A man with advanced prostate cancer decided to try an unconventional method, and he’s probably glad he did. Doctors from Johns Hopkins University School of Medicine in Baltimore “shocked” his tumors with large amounts of testosterone, and he has been cancer free since.
The study was led by Professor Sam Denmeade, who told the Telegraph: "We are still in the early stages of figuring out how this works and how to incorporate it into the treatment paradigm for prostate cancer.”
However, if the results from the test hold up through future testing, it could completely change how prostate cancer is treated. Traditionally, prostate cancer is treated by depriving the cancer of testosterone, because it was thought that the male hormones stimulate and fuel cancer cells, EurekaAlert! reported.
The test took 47 men through at least three cycles of exposing the cancer cells to extremely high doses of testosterone followed by a period of low levels of testosterone, which were caused by a drug that stopped the production of testosterone in their testicles. This treatment is currently known as bipolar androgen therapy (BAT).

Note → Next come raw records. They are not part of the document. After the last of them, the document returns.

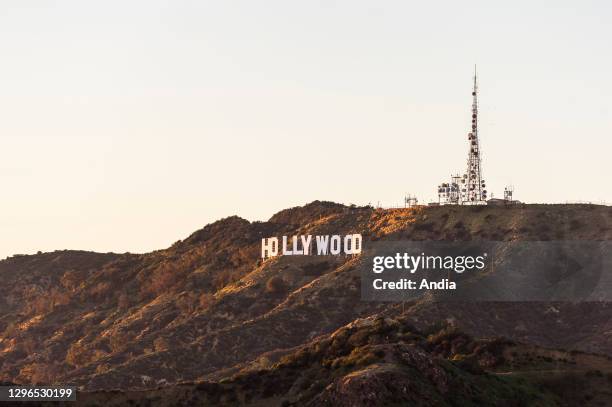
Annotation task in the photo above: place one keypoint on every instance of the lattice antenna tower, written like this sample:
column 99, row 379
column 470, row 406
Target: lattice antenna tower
column 473, row 190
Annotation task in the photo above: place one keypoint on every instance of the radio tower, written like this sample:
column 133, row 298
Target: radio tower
column 473, row 191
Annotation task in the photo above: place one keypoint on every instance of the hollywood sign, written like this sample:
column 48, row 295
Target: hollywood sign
column 303, row 245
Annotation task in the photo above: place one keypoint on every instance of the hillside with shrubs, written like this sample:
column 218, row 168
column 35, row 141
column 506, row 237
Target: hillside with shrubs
column 208, row 309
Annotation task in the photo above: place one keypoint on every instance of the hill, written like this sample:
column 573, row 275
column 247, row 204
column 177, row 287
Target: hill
column 208, row 309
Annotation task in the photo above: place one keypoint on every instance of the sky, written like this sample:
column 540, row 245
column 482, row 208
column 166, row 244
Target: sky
column 127, row 125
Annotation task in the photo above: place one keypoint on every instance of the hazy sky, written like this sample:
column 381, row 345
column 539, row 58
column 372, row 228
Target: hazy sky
column 126, row 125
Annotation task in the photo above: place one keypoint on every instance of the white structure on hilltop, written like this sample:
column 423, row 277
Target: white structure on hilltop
column 468, row 189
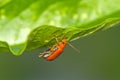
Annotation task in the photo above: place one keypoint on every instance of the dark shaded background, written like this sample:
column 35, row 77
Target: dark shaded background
column 99, row 59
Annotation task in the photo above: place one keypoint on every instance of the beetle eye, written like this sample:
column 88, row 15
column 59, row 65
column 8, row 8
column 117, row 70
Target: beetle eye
column 46, row 55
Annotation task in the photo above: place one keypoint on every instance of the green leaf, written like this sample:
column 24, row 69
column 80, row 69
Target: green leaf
column 31, row 24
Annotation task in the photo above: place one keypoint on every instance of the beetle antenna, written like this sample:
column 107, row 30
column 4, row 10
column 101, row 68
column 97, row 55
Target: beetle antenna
column 73, row 47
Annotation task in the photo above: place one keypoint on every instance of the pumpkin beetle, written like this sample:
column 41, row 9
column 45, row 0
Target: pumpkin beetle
column 54, row 51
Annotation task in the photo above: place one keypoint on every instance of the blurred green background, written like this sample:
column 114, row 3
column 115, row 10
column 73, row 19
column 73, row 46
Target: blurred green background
column 99, row 59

Doctors used prostate specific antigen (PSA), a blood marker used to track prostate cancer levels in the men, to study the trajectory of the disease as it was treated. Denmeade said that the PSA levels fell for the majority of the 47 men, with one man with no trace of PSAs in his body.
Calling the results “unexpected and exciting,” Denmeade is planning to take the study to the next level.
"If we find testosterone is superior then we would hope to move on to larger trials. Our problem is this is not a drug that is owned by a pharmaceutical company; it is generic testosterone. So moving forward is going to be difficult due to issues with finding funds to run a bigger trial," he said.